Who Says Marriage is Obsolete?

on October 1, 2010

Janice Shaw Crouse
October 1, 2010

Dr. Janice Crouse is Senior Fellow at the Beverly LaHaye Institute, the think-tank for Concerned Women for America, and is an IRD board member. Her article was originally published on the American Spectator website and is reposted with permission.

Those familiar with the creation story in Scripture know that when God viewed all that He had made, He pronounced it to be good. Except, of course, when He looked at Adam, He said, “It is not good that man should be alone.” Today’s intelligentsia dismiss the story as myth and the truth it expresses about the natural order of things as irrelevant. For many of them, traditional marriage is passé. The marriage rate today is well under half of what it was in 1969. Consequently, the number of persons not living in families — persons the Census Bureau refers to as “unrelated individuals” — has increased by more than three times. Today, they comprise 17.5 percent of our population of 304 million; take note that better than one fifth of these unrelated individuals live in poverty. Not exactly the yuppie life of “Friends” or “Sex and the City.”

In these last 40 years, single-person heads of households (male and female) have gone from 14 percent of all family units to 26 percent. Better than one fourth of these households live in poverty. Yet, from the academics in the university to the actors in Hollywood, those who are shaping popular culture today are pushing a self-destructive, “me first” lifestyle; these opinion leaders gloss over the selfishness of the choices they promote and glamorize decisions about drugs and sex that ultimately scar the lives of those young people who follow their lead. “It’s all good” is their mantra. But where does that attitude lead?

Marriage, we were harangued by the feminist zealots, has always been about male domination of women, not about two people learning what it means to respect and value each other. According to the feminist view, marriage only degrades and oppresses women.

But is that actually the case? What if the give and take of marriage — so necessary for two persons, usually opposite in many respects, to get along — is, in fact, a positive teacher? In the results of the current recession, we have a ready-made experiment by which to examine this question.

When the economy goes into recession, businesses (especially small ones) must make severe adjustments in order to survive. Among the things they do as sales decline is to reduce their work force to lower production. Experienced personnel, however, are a valuable asset to a company, so managers try to hold on to their most productive workers where possible; often this is done by giving them maintenance work to do that has been deferred during boom periods. And who gets the pink slip? Obviously, the least productive and/or the most difficult to manage get weeded out.

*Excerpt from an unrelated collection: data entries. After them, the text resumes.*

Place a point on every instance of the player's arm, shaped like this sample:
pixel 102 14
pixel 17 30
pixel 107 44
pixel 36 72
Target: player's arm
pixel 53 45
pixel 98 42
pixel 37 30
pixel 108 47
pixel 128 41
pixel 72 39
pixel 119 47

The data for 2009 are very clear about which class of workers has the highest likelihood of ending up unemployed. Unmarried males, whether or not they have children, are twice as likely to become unemployed, and the same holds for unmarried females with children.

The unemployment rate for married men 25-54 years of age without children was 7.1 percent versus 14.5 percent for unmarried men of the same age group without children. If we look at this same age group for men with children, the comparison shows 6.7 percent unemployment for married men versus 14.8 percent for unmarried men. Clearly, marriage produces men who, on average, are more valued by businesses trying to survive during this recession.

But does marriage do anything for women in the business world? Although the current recession has been harder on men than women, the effects of marriage on women’s employability are similar to those for men. The unemployment rate in 2009 for married women 25-54 without children was 5.4 percent, and for unmarried women without children it was 7.5 percent. In this same age group, the unemployment rate of married women with children was 5.2 percent, compared with an 11.8 percent rate for unmarried women.

It is unlikely that business managers looking to make it through tough times choose persons on the basis of whether they are married or not. So why do we see consistently higher unemployment rates for unmarried men and women alike (controlling for both age and presence of children)? There can be little doubt that managers choose to retain those who have a set of traits and attitudes that being married can help develop and which, in turn, help sustain a marriage.

Now it goes without saying that there are good marriages and there are bad marriages, depending upon the values and virtues of the persons involved. But marriage does provide a framework with a tremendous potential and incentive for learning how to work together. Being unmarried may let you “have it your way,” but a “my-way-or-the-highway” attitude doesn’t pay off on the job, where the ability to compromise and get along are just as essential to smooth operations as they are in a marriage.

It appears the creation story may have had it right all along: it isn’t good for man (or woman) to be alone.